Optimal paediatric femoral shaft fracture patterns or lengths amenable to titanium elastic nail stabilization have not been well defined. The purpose of this study is to identify radiographic parameters predictive of treatment failure with flexible intramedullary nails based upon fracture morphology.


A retrospective review was performed of all femoral shaft fractures treated with flexible intramedullary nails over a five-year period. All patients with at least six weeks of postoperative radiographic imaging were included. Fracture characteristics included location, pattern, length, obliquity, angulation, translation and shortening. Postoperative radiographs were reviewed to determine shortening and angulation.


There were 58 patients with 60 femoral shaft fractures stabilized with titanium nails, with 46 healing within acceptable parameters and 14 considered malunions.

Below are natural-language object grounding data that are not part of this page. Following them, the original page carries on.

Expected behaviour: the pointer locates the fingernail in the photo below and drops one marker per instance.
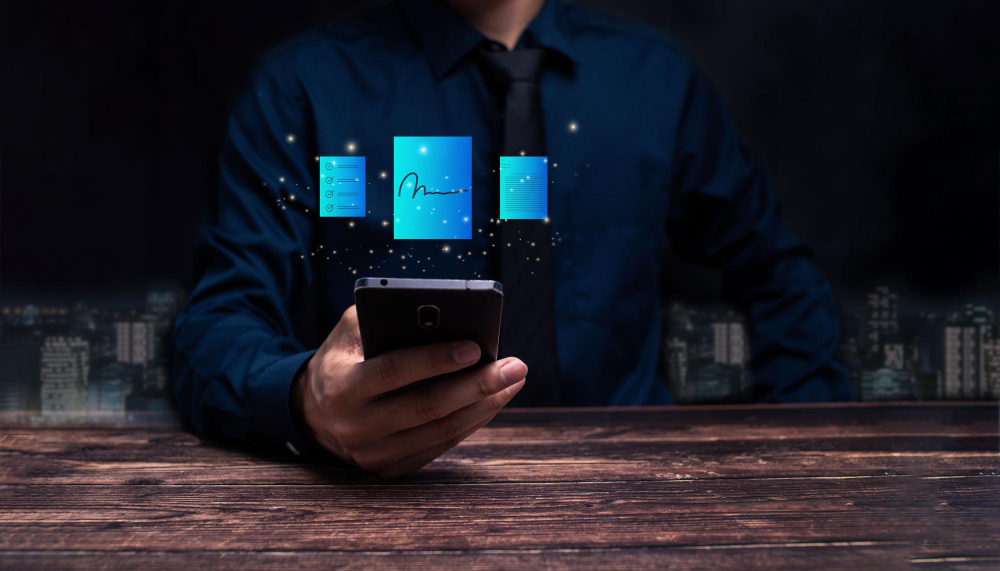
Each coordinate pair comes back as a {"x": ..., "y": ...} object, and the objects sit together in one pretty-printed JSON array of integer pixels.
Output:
[
  {"x": 466, "y": 352},
  {"x": 515, "y": 388},
  {"x": 513, "y": 372}
]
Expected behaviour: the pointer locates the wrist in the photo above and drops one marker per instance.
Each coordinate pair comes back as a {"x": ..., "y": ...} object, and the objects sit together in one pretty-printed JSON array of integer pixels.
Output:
[{"x": 298, "y": 395}]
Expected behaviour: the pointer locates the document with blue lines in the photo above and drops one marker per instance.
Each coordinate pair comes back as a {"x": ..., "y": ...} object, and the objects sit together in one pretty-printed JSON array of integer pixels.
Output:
[
  {"x": 524, "y": 188},
  {"x": 341, "y": 187}
]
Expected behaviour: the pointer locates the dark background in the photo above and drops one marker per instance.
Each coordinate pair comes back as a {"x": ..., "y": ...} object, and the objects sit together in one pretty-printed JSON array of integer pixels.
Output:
[{"x": 878, "y": 120}]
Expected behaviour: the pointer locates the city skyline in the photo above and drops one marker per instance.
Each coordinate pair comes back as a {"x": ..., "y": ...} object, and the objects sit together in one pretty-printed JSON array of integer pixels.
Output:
[{"x": 75, "y": 362}]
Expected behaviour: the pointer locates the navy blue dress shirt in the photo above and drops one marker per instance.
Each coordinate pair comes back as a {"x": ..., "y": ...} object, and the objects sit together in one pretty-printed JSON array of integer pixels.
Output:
[{"x": 640, "y": 152}]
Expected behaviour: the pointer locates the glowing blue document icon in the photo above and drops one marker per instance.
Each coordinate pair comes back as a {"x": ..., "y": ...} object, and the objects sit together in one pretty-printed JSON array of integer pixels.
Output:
[
  {"x": 524, "y": 183},
  {"x": 341, "y": 187},
  {"x": 432, "y": 187}
]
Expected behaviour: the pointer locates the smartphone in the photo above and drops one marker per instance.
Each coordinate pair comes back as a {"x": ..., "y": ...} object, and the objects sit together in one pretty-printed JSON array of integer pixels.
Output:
[{"x": 396, "y": 313}]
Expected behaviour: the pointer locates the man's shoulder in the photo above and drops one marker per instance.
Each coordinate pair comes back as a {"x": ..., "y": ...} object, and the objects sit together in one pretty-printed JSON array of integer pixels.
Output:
[{"x": 599, "y": 27}]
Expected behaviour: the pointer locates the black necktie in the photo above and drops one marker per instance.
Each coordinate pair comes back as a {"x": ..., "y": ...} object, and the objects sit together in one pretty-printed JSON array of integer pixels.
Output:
[{"x": 526, "y": 270}]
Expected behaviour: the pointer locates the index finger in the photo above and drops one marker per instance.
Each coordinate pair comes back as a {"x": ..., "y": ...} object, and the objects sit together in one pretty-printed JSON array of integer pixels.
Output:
[{"x": 396, "y": 369}]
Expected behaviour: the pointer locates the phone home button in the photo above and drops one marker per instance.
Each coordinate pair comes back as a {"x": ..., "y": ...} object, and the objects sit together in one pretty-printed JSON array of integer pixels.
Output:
[{"x": 428, "y": 316}]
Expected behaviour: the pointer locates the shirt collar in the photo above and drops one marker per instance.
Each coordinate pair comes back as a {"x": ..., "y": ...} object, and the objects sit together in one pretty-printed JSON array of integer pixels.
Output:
[{"x": 446, "y": 38}]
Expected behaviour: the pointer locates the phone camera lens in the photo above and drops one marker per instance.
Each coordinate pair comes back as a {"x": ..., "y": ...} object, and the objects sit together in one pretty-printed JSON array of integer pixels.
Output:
[{"x": 428, "y": 316}]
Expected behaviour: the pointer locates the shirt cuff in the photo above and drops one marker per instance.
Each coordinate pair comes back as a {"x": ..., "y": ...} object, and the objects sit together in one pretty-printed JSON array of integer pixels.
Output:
[{"x": 270, "y": 408}]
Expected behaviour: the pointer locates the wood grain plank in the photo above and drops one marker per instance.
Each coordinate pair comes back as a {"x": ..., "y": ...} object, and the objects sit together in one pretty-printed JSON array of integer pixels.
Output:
[
  {"x": 859, "y": 555},
  {"x": 501, "y": 516},
  {"x": 559, "y": 446}
]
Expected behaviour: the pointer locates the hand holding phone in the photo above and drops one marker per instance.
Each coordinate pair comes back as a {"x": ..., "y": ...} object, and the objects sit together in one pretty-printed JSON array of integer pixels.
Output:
[{"x": 355, "y": 408}]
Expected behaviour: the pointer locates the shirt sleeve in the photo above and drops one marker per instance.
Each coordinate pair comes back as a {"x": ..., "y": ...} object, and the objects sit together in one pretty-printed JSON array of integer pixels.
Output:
[
  {"x": 725, "y": 214},
  {"x": 235, "y": 350}
]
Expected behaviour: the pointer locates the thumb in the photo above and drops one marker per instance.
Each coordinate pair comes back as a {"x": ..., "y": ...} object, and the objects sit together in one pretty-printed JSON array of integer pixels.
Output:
[{"x": 346, "y": 336}]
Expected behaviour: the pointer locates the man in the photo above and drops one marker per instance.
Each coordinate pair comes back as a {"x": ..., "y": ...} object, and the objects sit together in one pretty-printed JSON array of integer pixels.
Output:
[{"x": 639, "y": 149}]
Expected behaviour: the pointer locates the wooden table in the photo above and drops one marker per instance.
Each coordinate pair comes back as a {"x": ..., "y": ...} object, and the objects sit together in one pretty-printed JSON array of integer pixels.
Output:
[{"x": 844, "y": 486}]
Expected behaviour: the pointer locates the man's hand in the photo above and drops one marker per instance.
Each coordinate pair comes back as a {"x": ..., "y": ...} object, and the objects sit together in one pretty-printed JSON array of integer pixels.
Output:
[{"x": 342, "y": 399}]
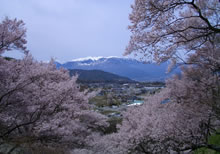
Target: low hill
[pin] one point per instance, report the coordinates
(126, 67)
(98, 76)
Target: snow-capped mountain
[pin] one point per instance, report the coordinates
(126, 67)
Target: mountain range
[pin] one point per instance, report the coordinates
(126, 67)
(98, 76)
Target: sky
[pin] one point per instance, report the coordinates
(70, 29)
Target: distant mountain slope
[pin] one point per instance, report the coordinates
(98, 76)
(126, 67)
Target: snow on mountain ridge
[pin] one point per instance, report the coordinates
(93, 58)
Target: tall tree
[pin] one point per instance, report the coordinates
(40, 104)
(184, 114)
(165, 29)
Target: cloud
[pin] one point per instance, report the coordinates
(72, 28)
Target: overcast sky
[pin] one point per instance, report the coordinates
(69, 29)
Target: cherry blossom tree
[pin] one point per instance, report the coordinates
(185, 113)
(40, 104)
(164, 29)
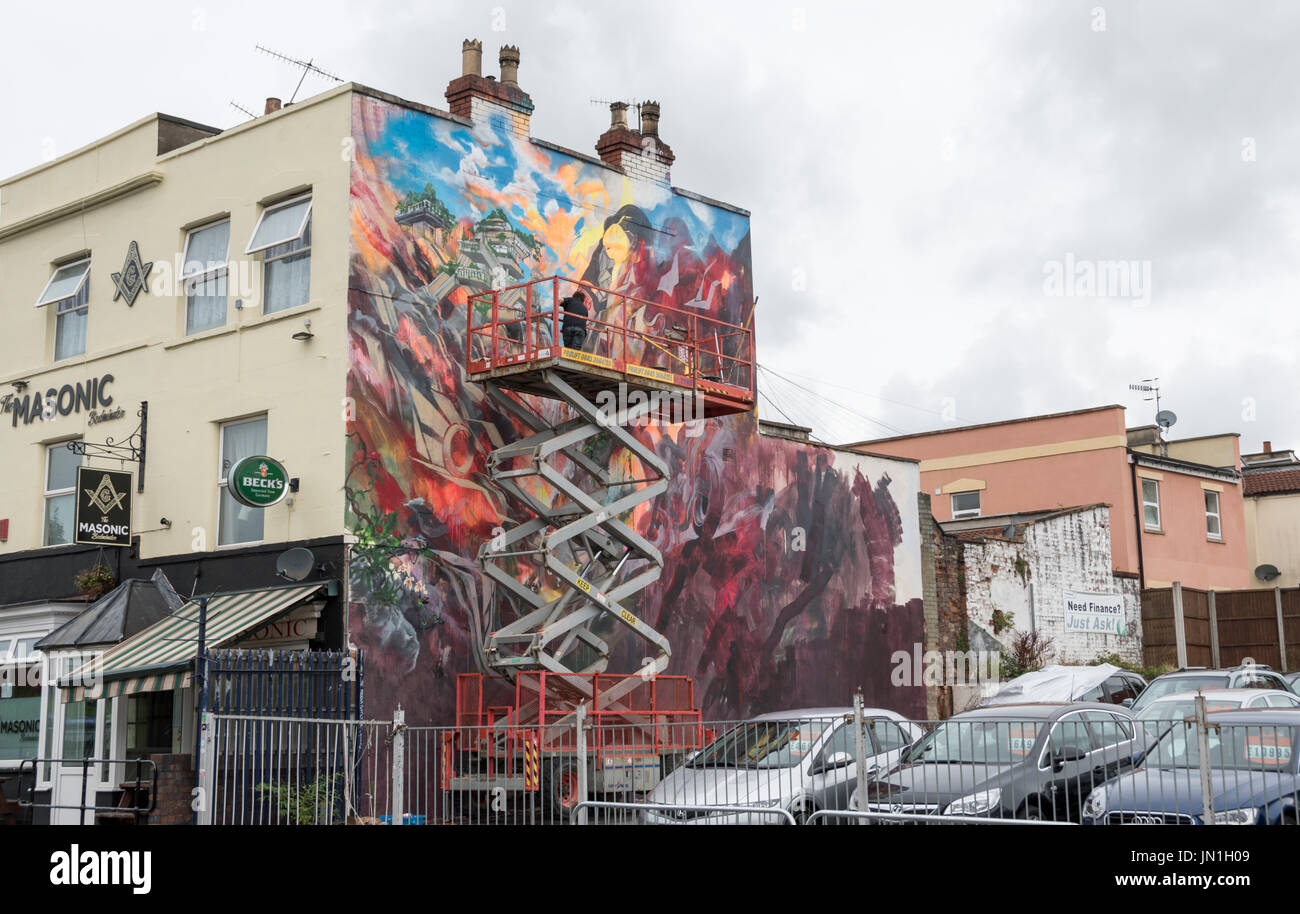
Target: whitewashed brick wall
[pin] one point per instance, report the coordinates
(1066, 553)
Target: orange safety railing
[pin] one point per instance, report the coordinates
(524, 323)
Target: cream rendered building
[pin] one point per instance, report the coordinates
(221, 371)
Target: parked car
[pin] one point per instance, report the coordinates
(1012, 761)
(796, 761)
(1156, 717)
(1249, 676)
(1253, 776)
(1100, 683)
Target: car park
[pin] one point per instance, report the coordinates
(1191, 679)
(1032, 762)
(794, 761)
(1252, 774)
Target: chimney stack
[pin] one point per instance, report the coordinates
(510, 65)
(471, 57)
(650, 118)
(475, 96)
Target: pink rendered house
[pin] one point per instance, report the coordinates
(1177, 511)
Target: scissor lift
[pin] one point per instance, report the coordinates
(573, 561)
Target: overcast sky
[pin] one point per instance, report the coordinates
(931, 183)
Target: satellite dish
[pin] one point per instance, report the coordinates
(1268, 572)
(295, 563)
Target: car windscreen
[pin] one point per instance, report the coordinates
(1168, 687)
(976, 743)
(1235, 748)
(762, 744)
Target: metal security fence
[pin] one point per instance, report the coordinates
(1030, 763)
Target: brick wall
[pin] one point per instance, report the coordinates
(1065, 551)
(176, 791)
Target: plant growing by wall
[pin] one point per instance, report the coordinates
(95, 581)
(304, 804)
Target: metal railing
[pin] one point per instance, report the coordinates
(1026, 765)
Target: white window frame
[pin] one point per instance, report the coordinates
(53, 493)
(966, 512)
(222, 483)
(60, 268)
(273, 208)
(208, 272)
(1155, 505)
(1216, 514)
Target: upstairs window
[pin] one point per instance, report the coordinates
(60, 494)
(965, 505)
(203, 274)
(1151, 505)
(1213, 525)
(284, 238)
(69, 291)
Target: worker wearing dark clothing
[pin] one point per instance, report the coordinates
(573, 326)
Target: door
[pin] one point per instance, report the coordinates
(70, 778)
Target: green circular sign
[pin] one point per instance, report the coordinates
(258, 481)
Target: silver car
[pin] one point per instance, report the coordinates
(794, 761)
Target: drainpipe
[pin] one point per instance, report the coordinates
(1138, 522)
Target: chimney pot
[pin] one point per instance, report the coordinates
(471, 57)
(508, 65)
(650, 118)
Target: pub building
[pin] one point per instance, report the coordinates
(168, 313)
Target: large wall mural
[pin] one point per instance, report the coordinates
(792, 572)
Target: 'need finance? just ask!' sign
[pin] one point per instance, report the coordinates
(1095, 613)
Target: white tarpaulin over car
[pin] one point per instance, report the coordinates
(1053, 683)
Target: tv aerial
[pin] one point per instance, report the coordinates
(308, 66)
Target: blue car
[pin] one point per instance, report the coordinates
(1253, 775)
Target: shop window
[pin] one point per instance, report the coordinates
(69, 291)
(239, 523)
(1213, 524)
(203, 276)
(965, 505)
(284, 239)
(1151, 505)
(60, 494)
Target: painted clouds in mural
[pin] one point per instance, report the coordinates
(785, 577)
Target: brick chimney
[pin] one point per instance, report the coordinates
(484, 98)
(636, 154)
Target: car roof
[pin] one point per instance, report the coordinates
(1282, 717)
(1220, 694)
(1040, 710)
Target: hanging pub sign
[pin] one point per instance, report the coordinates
(258, 481)
(103, 514)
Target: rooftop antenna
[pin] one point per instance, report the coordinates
(1164, 417)
(308, 66)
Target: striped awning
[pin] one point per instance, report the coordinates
(161, 657)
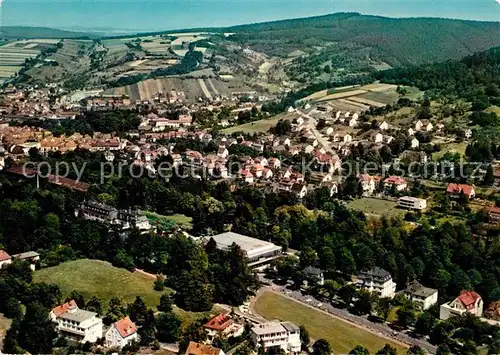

Six of the 14 malunions developed complications requiring early unplanned intervention. No patients in the treatment success group had a complication. Between the treatment success and failure groups, fracture pattern, location, length, obliquity, angulation, translation or shortening were not statistically different. Mean nail canal fill was significantly lower in the failure group (0.72 versus 0.81; p = 0.0146), with a receiver operating characteristic curve identifying canal fill 76% as the optimal threshold.


This is the first study to measure the length and obliquity of paediatric femoral shaft fractures and to determine their relationship to radiographic alignment after healing. None of the preoperative fracture characteristics were predictive of malalignment or shortening. We recommend the use of larger nail sizes in the treatment of paediatric femoral shaft fractures, especially if there is concern for residual instability.